Partindo dessas breves colocações, parece ser possível considerar o surdo de terceira o tambor de Exu. Orixá transgressor de lógicas normativas e ritmos constantes, senhor de soluções imprevisíveis, ele é a presença, como o tambor mencionado, que preenche o vazio com os saracoteios dos corpos e a cadência dos baticuns. Fosse um jogador de futebol, o surdo de terceira seria Mané Garrincha gingando, indo e voltando no ritmo do corpo-atabaque, diante da rigidez do marcador.

Ando cismado faz tempo com a ideia de que precisamos ler os tambores. Na sofisticada construção do samba como um sistema de compreensão e interação com o mundo, pulsa o convite para pensar nas entrelinhas, brincar nas frestas, desafiar a norma das marcações preestabelecidas e ousar a inconstância que, paradoxalmente, só se manifesta porque conversa com a constância.

O surdo de terceira sabe que atua na fresta entre os outros dois. Ele não rompe a lógica do compasso fundamentado na pergunta e na resposta dos tambores do samba, mas desafia e dá novos sentidos às baterias. É como o citado Garrincha, que só inventou seus modos de driblar porque pela frente encontrou um marcador. O futebol do Mané, anjo de pernas tortas, só se completa diante da presença do lateral do outro time. Sem o outro, não há drible. Sem silêncio, não existe som.

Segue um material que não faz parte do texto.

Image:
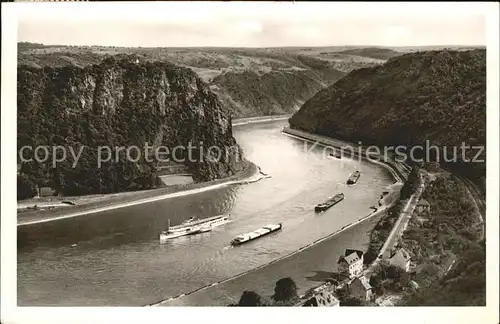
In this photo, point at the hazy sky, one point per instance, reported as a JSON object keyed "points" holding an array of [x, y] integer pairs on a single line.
{"points": [[255, 24]]}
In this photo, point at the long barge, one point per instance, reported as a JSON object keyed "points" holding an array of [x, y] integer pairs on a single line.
{"points": [[263, 231], [192, 226], [329, 203]]}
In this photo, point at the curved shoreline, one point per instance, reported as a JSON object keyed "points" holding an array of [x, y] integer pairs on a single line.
{"points": [[157, 194], [127, 198]]}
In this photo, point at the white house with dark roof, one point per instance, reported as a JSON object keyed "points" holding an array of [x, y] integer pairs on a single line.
{"points": [[401, 259], [351, 263], [322, 296]]}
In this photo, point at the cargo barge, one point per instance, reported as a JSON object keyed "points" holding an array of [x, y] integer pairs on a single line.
{"points": [[354, 177], [265, 230], [329, 203]]}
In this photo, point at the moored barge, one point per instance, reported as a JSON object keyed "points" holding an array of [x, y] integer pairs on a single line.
{"points": [[354, 177]]}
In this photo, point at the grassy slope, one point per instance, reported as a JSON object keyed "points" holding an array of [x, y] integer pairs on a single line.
{"points": [[437, 96]]}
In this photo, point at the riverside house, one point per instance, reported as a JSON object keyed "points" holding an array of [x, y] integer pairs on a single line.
{"points": [[322, 296], [361, 289], [351, 263]]}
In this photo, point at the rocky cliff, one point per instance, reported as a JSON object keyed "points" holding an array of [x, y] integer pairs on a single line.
{"points": [[120, 103], [434, 96]]}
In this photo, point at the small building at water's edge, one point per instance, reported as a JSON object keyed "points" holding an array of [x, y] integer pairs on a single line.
{"points": [[351, 263]]}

O samba, no fim das contas, é o mais poderoso e complexo manancial de exercício de mundo, prática de espaço e tempo e criação de modos de vida do povo do Brasil. O samba não faz sentido por causa do som, mas pela ausência dele e pelas formas inusitadas de preencher o assombro do vazio com tambor e corpo. Nada muito diferente da vida cotidianamente inventada nas esquinas brasileiras. Por aqui, que não esqueçamos: cada tambor é um livro e cada bateria é uma biblioteca.

 

Luiz Antonio Simas é escritor, historiador, professor, poeta e compositor popular.